I find it funny how people believe that they should have the right to dictate their favourite authors/filmmakers/videogame designers how their stories have to look like, and how they should end. This really happens throughout all the mediums: 'It's Biowares own fault that we will force them into providing a DLC fix for this.' Or, 'it's Kurt Sutters own fault if we stop watching Sons of Anarchy, he better fix up those characters and story arcs or we will all leave him!' Fans stomping their feet on the ground because they think they have a right to demand anything: cute, very cute.
The truth is as it should be: you can't tell the authors how to handle their shit. You have two options: to buy, or not to buy. I guess people know this, and even accept it, to some extent; hence OP grasping for straws by bringing EA into this, the fucking publisher. How far will they go to alienate their fans?! EA probably has a word about launch day DLC, and other crap, but they sure as hell didn't march into the Bioware studios and demand a bitter ending for the game. The only reason EA was mentioned here was because it's pretty much established that EA is evil, and if I blame evil people for things I dislike, then I will always 100% be right, and it will give legitimacy to my inane concerns, right? Right? Bullshit.
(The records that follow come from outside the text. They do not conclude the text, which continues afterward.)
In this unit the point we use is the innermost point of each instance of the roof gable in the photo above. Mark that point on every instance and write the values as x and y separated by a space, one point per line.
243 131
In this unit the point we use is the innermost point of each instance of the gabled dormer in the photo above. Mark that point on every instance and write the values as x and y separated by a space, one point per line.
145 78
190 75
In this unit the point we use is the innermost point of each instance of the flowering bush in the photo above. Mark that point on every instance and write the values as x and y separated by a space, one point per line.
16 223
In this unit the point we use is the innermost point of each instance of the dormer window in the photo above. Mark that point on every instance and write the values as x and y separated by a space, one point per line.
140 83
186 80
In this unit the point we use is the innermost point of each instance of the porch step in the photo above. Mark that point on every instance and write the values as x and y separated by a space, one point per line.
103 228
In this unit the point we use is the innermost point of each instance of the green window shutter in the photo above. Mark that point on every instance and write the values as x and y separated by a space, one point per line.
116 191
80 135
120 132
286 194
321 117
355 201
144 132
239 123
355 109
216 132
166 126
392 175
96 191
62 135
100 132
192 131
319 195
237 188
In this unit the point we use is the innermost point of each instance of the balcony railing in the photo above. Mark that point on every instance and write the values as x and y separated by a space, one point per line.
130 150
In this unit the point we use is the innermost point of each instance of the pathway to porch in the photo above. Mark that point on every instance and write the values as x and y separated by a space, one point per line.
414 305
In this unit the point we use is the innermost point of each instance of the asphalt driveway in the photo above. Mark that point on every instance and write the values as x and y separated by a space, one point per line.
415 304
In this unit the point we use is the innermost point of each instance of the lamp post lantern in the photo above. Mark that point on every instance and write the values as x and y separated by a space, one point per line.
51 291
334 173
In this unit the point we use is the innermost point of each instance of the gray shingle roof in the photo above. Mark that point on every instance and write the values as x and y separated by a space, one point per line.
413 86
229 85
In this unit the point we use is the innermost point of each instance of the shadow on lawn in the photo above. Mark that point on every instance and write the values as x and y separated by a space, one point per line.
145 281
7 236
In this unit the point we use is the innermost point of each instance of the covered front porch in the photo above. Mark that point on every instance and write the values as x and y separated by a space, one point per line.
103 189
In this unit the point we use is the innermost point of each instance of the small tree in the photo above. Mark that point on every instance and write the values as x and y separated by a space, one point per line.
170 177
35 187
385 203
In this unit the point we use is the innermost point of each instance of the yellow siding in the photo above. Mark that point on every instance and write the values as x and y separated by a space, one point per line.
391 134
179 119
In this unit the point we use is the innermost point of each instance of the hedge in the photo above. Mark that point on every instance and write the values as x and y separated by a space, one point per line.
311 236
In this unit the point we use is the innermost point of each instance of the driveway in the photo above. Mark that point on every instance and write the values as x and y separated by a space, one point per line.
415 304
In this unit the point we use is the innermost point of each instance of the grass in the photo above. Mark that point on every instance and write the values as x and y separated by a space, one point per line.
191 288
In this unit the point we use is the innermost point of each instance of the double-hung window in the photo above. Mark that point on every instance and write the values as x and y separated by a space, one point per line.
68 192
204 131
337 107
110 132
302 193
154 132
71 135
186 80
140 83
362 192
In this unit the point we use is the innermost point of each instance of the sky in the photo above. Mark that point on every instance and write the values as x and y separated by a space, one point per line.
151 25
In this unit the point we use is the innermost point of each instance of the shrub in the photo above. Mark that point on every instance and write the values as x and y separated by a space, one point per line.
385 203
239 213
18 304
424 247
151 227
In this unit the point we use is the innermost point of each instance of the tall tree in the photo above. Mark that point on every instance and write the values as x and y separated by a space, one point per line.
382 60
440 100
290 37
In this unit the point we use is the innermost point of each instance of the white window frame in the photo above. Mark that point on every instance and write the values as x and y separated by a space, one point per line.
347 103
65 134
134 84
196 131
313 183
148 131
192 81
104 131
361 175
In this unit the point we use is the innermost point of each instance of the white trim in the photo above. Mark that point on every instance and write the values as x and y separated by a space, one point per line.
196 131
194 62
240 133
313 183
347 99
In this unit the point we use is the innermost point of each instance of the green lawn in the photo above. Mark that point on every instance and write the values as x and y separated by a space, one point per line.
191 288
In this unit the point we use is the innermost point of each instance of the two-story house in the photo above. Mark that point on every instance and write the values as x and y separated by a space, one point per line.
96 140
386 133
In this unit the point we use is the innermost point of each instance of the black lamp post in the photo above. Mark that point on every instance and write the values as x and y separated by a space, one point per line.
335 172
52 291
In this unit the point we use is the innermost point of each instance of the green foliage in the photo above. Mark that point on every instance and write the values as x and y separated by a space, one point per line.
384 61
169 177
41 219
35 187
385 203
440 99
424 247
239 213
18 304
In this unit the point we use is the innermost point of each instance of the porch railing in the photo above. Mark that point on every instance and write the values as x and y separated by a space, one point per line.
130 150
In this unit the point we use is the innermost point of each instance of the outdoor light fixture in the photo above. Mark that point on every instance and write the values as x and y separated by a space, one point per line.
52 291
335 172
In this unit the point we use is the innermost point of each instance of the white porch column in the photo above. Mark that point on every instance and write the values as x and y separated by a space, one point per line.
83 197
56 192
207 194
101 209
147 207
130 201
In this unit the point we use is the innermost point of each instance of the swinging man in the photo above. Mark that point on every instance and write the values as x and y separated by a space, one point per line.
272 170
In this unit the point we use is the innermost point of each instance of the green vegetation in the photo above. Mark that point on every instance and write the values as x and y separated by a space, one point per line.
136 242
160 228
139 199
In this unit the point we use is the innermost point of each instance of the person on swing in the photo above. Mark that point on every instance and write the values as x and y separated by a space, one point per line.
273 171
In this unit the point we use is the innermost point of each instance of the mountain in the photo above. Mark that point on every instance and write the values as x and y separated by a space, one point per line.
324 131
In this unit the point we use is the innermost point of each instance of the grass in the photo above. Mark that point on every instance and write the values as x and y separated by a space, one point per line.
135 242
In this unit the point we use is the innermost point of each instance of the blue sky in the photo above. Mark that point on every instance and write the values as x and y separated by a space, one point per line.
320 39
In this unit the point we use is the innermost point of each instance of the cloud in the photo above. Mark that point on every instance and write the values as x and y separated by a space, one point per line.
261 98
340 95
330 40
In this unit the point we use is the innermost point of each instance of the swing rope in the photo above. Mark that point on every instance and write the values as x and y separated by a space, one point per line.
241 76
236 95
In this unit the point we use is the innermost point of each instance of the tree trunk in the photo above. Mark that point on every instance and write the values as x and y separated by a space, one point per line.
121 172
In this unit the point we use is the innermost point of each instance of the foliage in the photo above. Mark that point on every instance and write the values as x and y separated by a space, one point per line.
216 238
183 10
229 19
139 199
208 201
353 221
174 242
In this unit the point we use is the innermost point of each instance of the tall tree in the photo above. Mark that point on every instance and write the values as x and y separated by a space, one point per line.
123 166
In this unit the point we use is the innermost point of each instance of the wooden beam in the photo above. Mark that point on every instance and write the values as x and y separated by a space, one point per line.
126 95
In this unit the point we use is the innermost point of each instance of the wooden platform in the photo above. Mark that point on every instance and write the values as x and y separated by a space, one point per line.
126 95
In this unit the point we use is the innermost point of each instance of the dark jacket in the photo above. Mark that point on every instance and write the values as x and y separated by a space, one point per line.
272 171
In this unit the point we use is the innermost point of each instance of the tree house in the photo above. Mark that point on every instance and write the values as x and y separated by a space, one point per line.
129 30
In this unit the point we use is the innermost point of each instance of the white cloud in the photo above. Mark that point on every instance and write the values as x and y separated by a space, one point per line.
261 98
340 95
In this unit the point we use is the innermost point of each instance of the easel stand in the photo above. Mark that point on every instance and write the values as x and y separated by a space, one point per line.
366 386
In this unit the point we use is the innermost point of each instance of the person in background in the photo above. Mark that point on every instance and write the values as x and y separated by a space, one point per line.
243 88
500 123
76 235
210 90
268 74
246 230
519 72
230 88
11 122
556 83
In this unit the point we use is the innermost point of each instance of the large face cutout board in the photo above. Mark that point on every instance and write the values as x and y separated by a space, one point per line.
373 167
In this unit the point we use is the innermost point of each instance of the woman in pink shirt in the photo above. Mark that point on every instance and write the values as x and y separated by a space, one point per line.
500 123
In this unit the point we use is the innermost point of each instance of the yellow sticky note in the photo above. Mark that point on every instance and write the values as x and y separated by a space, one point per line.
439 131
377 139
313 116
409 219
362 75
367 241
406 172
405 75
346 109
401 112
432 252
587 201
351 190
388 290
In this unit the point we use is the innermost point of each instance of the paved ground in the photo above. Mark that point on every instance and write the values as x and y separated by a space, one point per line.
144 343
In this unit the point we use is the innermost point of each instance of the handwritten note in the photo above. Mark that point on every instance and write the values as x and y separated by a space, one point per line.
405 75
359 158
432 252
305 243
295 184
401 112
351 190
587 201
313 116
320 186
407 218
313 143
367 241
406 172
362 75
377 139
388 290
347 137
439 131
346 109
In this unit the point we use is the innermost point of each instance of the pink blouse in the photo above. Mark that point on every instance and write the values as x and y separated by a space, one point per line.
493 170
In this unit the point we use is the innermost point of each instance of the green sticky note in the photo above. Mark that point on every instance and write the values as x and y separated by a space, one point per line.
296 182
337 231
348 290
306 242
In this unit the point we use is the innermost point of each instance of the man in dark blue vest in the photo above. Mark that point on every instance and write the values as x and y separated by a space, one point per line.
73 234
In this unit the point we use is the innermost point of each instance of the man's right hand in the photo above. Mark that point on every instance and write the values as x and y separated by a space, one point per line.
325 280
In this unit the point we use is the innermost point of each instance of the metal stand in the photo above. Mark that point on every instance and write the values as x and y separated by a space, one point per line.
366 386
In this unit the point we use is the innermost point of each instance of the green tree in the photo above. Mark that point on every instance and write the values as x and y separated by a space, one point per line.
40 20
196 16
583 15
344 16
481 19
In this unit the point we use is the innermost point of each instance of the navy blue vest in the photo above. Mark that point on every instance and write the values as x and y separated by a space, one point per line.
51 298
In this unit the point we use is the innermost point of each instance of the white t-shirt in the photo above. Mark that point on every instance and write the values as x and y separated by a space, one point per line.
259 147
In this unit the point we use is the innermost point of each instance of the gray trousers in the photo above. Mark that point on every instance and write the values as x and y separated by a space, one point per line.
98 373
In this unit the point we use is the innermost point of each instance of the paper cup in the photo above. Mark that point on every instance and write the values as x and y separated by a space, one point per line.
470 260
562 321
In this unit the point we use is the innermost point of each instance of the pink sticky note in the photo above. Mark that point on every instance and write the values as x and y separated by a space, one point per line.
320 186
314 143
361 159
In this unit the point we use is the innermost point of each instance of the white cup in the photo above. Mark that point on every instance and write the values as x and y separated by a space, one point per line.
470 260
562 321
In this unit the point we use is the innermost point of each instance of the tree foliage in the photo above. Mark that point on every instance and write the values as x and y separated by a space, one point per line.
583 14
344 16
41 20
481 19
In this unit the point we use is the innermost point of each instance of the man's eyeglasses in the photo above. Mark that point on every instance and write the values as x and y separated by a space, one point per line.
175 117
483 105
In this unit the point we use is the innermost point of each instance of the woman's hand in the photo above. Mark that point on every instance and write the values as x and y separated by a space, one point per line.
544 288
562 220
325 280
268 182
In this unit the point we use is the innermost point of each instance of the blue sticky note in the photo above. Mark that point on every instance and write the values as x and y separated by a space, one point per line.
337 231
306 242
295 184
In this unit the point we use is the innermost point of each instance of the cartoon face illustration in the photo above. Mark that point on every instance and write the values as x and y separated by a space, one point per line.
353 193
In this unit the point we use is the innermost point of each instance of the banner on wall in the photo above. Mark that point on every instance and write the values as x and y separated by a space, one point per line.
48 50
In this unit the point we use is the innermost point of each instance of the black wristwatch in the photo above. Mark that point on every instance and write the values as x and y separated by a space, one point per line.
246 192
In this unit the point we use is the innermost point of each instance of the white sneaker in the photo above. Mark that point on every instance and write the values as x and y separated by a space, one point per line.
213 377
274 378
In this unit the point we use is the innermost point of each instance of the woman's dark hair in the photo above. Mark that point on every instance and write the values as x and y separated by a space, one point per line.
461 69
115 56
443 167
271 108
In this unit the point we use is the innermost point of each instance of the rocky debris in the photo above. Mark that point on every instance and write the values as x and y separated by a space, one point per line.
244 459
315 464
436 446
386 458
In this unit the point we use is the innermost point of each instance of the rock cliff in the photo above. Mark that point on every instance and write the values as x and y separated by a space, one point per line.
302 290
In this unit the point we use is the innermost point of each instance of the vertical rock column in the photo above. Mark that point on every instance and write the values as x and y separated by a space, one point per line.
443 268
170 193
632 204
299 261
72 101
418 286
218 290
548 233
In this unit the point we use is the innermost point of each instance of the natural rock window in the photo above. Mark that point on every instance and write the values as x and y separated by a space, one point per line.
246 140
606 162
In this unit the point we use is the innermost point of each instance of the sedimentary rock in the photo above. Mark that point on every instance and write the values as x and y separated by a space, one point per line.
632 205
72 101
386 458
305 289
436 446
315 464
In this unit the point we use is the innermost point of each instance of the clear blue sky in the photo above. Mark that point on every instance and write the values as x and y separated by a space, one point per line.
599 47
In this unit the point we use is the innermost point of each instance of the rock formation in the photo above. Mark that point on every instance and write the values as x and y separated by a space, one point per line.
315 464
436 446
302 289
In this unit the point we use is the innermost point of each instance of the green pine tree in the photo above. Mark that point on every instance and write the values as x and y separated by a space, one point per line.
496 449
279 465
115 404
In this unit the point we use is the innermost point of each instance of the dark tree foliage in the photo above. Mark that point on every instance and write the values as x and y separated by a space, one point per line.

On the one hand, people want videogames to be accepted as an art form. On the other hand, threads like this one. People nerd-raging because their new game isn't just happy escapism with a nice ending that will leave them feeling good about themselves and the world, and make them forget about the bullshit that is going on outside of the safe confines of their parents basements. Grow the fuck up. This situation is treated like the warp core exploded and the enterprise got destroyed, but it wasn't part of the plan and it doesn't make sense, therefore it must have happened by accident. Surely Bioware could only do this to their fans because they didn't know the right way, because it wasn't shown to them. Let's teach them a lesson about what we really want. But have those nerds ever considered that maybe the emotional response to this is not an accident, but exactly what the writers wanted to accomplish? Art, as well as reality, isn't just here to entertain us, and give us what we want all of the time. Sometimes it wants to slap us in the face and make us feel something different, stir things up. They well succeeded with this one.